The Middlesteins: A Novel(31)



Afterward they would get drunk together in Edie’s kitchen, in a really aggressive and committed fashion. Their drinking was no joke: a bottle each in two hours. They poured and drank, and Edie spoke. Let me tell you a little something about your father, she would say. Oh, I’ve got a story for you. She would stumble over her words. You want to know the real truth?

If you only knew.

Now Robin knew everything.

Then she would take the train back to the city drunk, but instead of going home, up just one more flight of stairs, she’d go to Daniel’s apartment, with all his computer monitors and his photographs and his cookbooks that he never even needed to open anymore because he had his favorite recipes memorized. And sometimes they would talk, or sometimes she would put her hand on his mouth and she would say please and he would say okay and they would just go to sleep, and when they woke up, he would just rest himself in her, slightly hard, and not move at all, except for every so often just to keep himself hard, and he would whisper, “We don’t have to do anything at all but just be.” Sometimes she would just lie on the couch and stare at the ceiling, a corpse, and he would sit in the corner and strum his guitar, old indie-rock songs she kind of knew the words to. Sometimes they would go across to the dive bar—their bar now—and get even drunker and come back to his place and have sometimes painful but emotionally necessary sex, and she could barely look at him afterward, even though he never took his eyes off her for a second.

I always feel like you’re waiting for me to say something, she told him once in her head, where it was safe for sentences like that.
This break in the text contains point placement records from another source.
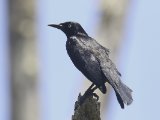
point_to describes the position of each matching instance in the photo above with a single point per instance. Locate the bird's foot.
(87, 94)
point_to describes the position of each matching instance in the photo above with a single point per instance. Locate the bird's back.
(84, 58)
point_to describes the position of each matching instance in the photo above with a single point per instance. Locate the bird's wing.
(108, 68)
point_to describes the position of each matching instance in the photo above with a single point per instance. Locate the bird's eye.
(69, 26)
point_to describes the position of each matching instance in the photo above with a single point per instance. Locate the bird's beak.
(56, 26)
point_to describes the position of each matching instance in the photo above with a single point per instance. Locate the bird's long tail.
(123, 94)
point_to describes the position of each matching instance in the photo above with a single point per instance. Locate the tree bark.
(89, 110)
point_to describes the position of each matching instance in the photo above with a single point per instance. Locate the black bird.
(92, 59)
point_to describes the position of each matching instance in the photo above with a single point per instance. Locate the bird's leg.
(89, 92)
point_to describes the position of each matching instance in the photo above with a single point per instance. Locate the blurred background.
(38, 80)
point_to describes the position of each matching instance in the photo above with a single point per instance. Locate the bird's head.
(70, 28)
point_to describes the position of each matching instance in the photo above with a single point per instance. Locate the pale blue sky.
(60, 81)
Daniel was still waiting for her to give him another reason she couldn’t go to dinner, and she had run out of reasons. “Can I bring anything?” she asked, because her mother had raised her right.



*

After the Four Questions (asked, with great sincerity, by Daniel’s youngest cousin, Ashley, a nine-year-old girl with a booming voice), after the Plagues (Daniel’s father, earnest, blocky, bushy-browed, dipping his finger dramatically into his wineglass), after a noisy rendition of “Dayenu” (to which Robin found herself quickly remembering the words), after the gefilte fish and the matzo-ball soup and the brisket and the chicken and the chocolate-covered matzo and the caramel-covered matzo and the honey nut cake (all of which Robin ate too much of, which made her feel guilty and bad and then sad), there was the slow exit, everyone jamming themselves into coats, negotiations, good-byes, promises, wishes, dreams. A crowd of Jews trying to get home.

Who would drive Danny and his girlfriend to the train station? What a pleasure you are. How nice to see your face around here.

I’m not his girlfriend, she wanted to say.

When Robin saw two stray dishes on the dining-room table, an escape plan quickly formed, and she slid into the kitchen. Dishes, she could do dishes until it was time to leave. Daniel’s mother was in there, yelling at his father.

“All night I had to listen to her complain,” she snapped. “I cannot tolerate another second. Just f*cking drive her home. She’s your aunt, not mine.”

They both looked up, reflexive smiles skimming momentarily across their faces, ripples across a pond. They were too tired to pretend that it had been anything less than an extremely long night.

“Dishes,” said Robin, and she lamely held up the cake-stained plates. Daniel’s mother took them from her. “It was a very nice night,” Robin said.

“You are welcome in our home anytime,” said his mother.

“I’ll give you a ride to the train station,” said his father.



*

Somehow, he had conned her into this night with his family even though she was certain she had been trying to keep an emotional distance between herself and Daniel for months, since that first night they were together when she had whispered in his ear, “This doesn’t mean anything.” He had said nothing in return, which she took as an agreement, or at least an admission of acceptance. He was her neighbor, he was her friend, and she did care about him, but she never wanted to be in a relationship ever again. Because relationships were the worst. So many obligations. So many compromises. So many arguments. Someone always got destroyed in the end. Sometimes everyone got destroyed in the end.



*

They weren’t the only people returning to the city from suburban seders that night, but they ignored them and slunk down in their seats. Daniel reached into his pocket and pulled out two of the rubber frog finger puppets, took Robin’s hand, and put one on her pinkie, then put one on his own. He banged the head of one frog against the other.